Tenho MEI e zero faturamento: isso me impede?
Não por si só. O que importa é a renda efetiva. Prove a ausência ou a baixa receita com extratos, declarações e movimentação.

Recebo ajuda do irmão todo mês. Isso conta?
Se a ajuda é fixa e recorrente, tende a ser considerada como renda; se é eventual, explique a natureza e junte prova da intermitência.

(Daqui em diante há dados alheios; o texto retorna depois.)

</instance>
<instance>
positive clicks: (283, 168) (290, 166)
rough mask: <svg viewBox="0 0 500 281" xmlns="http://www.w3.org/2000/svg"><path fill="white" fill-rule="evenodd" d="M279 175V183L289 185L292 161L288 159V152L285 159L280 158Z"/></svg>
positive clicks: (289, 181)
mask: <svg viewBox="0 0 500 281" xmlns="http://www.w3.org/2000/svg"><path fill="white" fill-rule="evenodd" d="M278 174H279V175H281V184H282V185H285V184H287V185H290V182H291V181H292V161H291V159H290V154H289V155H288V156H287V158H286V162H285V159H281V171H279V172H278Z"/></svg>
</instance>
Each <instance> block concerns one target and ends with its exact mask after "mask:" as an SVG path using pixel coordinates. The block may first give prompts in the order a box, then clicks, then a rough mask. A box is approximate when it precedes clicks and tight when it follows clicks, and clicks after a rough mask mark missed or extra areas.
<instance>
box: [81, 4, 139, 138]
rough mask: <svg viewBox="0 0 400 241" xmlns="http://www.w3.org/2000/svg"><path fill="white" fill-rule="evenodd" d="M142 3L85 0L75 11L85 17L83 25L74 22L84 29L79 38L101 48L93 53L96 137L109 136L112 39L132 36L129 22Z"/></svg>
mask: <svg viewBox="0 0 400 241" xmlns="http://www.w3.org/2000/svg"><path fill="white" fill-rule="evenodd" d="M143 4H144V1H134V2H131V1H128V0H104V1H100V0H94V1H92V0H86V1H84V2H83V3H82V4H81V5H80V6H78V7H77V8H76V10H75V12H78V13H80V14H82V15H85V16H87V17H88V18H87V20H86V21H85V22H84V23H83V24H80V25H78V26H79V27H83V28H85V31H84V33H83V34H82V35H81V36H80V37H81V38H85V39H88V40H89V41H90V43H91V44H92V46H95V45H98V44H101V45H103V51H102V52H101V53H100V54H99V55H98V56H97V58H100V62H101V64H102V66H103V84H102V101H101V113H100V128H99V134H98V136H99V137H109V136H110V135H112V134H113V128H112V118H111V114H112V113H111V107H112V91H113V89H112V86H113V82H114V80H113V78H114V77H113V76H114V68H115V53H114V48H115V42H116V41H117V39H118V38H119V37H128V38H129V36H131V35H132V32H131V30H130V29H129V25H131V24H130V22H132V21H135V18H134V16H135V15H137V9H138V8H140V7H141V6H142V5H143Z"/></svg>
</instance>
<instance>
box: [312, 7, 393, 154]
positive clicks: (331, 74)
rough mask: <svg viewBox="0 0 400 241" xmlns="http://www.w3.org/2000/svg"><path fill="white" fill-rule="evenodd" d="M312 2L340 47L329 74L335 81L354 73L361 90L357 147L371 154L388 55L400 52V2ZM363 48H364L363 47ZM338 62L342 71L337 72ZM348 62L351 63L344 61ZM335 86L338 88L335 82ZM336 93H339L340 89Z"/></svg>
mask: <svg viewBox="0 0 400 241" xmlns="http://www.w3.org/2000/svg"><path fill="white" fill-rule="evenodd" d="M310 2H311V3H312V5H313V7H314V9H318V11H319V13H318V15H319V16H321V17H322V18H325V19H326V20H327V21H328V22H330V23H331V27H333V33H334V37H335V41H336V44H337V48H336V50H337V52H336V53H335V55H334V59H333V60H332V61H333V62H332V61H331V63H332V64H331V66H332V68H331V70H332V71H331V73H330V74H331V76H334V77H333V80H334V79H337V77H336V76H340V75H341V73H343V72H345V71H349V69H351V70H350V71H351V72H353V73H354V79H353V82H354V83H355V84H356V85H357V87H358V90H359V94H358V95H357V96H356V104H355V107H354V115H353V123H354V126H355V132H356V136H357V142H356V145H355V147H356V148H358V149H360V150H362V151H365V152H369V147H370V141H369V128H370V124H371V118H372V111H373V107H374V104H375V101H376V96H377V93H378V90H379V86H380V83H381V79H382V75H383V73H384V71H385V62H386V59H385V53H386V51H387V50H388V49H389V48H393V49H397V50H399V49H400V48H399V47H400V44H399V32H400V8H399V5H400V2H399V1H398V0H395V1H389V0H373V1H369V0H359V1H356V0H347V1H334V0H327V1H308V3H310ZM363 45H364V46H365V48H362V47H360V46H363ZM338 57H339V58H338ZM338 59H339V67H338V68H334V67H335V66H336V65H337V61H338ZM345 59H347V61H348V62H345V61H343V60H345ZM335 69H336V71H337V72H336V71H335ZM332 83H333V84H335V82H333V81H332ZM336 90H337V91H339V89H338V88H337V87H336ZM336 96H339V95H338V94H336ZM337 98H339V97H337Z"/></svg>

Como organizar as provas para o recurso?
Separadores: identificação e CadÚnico, composição familiar, entradas, saídas essenciais (com notas), saúde (relatórios e receitas), fundamentos para exclusões (1 SM do idoso, Auxílio-Inclusão), e argumentos sobre Bolsa Família quando aplicável.

Conclusão

Para famílias de baixa renda, entender a avaliação de renda do BPC-LOAS é meio caminho andado rumo à concessão. A regra começa com ¼ do salário-mínimo por pessoa, mas não termina aí: a lei permite flexibilizar até ½ com prova robusta; o Auxílio-Inclusão não integra o cômputo; e a inclusão do Bolsa Família pelo Decreto 12.534/2025 está sob análise judicial, abrindo espaço para estratégias administrativas e judiciais. O cálculo exige precisão na composição familiar, transparência nas entradas, riqueza de detalhes nas despesas essenciais e domínio das exclusões admitidas por lei e jurisprudência. Com uma planilha bem montada, documentos bem organizados e argumentação técnica — conectando números à realidade social —, a família transforma a aritmética fria em prova de vulnerabilidade, elevando muito as chances de êxito no CRPS e no Judiciário. Em síntese: renda se calcula no papel, mas se decide com fatos.